Which implies that, to complete the proof, I must show that
[itex]\liminf{\frac{a_{n+1}}{a_n}} \leq \liminf{a_n^{1/n}}[/itex]
and
[itex]\limsup{a_n^{1/n}} \leq \limsup{\frac{a_{n+1}}{a_n}}[/itex]
I'm focusing right now on the limsup inequality.
The Attempt at a Solution
I took ln of each term,
[itex]\ln{\limsup{a_n^{1/n}}} = \limsup{\ln{a_n^{1/n}}} = \limsup{\frac{\ln{a_n}}{n}}[/itex]
and
[itex]\ln{\limsup{\frac{a_{n+1}}{a_n}}} = \limsup{\ln{\frac{a_{n+1}}{a_n}}} = \limsup{(\ln{a_{n+1}}-\ln{a_n})}[/itex]
This implies that I need to show that
[itex]\limsup{\frac{\ln{a_n}}{n}} \leq \limsup{(\ln{a_{n+1}}-\ln{a_n})}[/itex]I've let
[itex]M_1 := \limsup{\frac{\ln{a_n}}{n}}[/itex]
[itex]M_2 := \limsup{(\ln{a_{n+1}}-\ln{a_n})}[/itex]
So now I just have to show that [itex]M_1 \leq M_2[/itex]
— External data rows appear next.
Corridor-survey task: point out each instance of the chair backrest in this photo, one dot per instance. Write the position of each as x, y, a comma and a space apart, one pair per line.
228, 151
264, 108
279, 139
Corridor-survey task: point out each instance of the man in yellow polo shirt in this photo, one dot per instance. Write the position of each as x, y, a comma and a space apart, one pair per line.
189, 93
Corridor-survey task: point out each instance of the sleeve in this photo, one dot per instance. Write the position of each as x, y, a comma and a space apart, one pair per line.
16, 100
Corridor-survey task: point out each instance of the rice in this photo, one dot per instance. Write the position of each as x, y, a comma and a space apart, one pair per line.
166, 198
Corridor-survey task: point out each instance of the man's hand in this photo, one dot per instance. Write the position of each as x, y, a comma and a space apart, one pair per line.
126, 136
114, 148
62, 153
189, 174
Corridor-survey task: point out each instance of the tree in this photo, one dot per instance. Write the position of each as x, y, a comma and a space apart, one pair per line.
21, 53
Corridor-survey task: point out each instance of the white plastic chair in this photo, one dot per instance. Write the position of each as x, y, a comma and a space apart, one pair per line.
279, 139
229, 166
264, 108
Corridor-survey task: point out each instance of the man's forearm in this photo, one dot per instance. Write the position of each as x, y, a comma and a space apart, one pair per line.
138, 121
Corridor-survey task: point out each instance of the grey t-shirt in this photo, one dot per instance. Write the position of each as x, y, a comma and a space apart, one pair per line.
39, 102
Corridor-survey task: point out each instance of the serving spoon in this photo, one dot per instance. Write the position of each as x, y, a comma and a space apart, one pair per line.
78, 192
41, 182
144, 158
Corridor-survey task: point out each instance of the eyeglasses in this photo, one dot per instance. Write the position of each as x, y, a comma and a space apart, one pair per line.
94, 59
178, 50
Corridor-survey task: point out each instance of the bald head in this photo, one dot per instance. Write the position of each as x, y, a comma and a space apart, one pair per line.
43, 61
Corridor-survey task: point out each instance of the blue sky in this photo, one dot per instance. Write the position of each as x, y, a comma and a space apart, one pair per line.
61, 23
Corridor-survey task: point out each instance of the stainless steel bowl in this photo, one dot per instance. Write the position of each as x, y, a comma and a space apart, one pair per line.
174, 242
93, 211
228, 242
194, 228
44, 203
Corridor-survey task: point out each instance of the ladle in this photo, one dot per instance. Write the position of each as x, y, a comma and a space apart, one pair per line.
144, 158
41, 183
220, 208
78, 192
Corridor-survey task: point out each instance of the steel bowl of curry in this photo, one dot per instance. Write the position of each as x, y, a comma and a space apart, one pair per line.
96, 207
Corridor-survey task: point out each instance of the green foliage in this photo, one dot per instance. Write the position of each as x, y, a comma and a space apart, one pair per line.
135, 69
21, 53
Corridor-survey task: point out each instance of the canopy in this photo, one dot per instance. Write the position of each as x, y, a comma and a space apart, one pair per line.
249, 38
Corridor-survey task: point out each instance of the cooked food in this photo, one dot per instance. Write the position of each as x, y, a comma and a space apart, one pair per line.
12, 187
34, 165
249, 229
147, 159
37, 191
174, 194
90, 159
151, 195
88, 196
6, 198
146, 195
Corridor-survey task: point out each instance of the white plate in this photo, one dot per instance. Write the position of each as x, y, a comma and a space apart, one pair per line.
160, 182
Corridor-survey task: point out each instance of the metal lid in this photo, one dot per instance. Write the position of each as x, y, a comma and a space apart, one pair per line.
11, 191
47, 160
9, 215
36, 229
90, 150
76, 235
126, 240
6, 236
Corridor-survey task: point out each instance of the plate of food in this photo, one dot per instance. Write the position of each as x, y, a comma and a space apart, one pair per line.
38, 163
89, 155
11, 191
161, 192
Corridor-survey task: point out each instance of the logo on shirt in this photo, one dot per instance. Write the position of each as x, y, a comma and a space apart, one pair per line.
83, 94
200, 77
By the definition of limit, for all ε>0 there exists an N1 in the natural numbers such that for all [itex]n > N_1[/itex] we have
[itex]M_1 - ε < \frac{\ln{a_n}}{n} < M_1 + ε[/itex]Similarly, for all ε>0 there exists an N2 such that for all [itex]n > N_1[/itex] we have
[itex]M_2 - ε < \ln{a_{n+1}}-\ln{a_n} < M_2 + ε[/itex]I think I can say that the epsilons are the same, since for each of these statements, I can choose a specific epsilon and I'm guaranteed that an N1, N2 exist to satisfy the inequalities. However, I don't know how to go from here to show [itex]M_1 \leq M_2[/itex]. It might be trivial, I don't know, but I just don't see it. I've been working on this problem for too long, and it's making me cross-eyed. It was a homework problem that I turned in unfinished, and now I'm just trying to finally figure it out for my own sanity.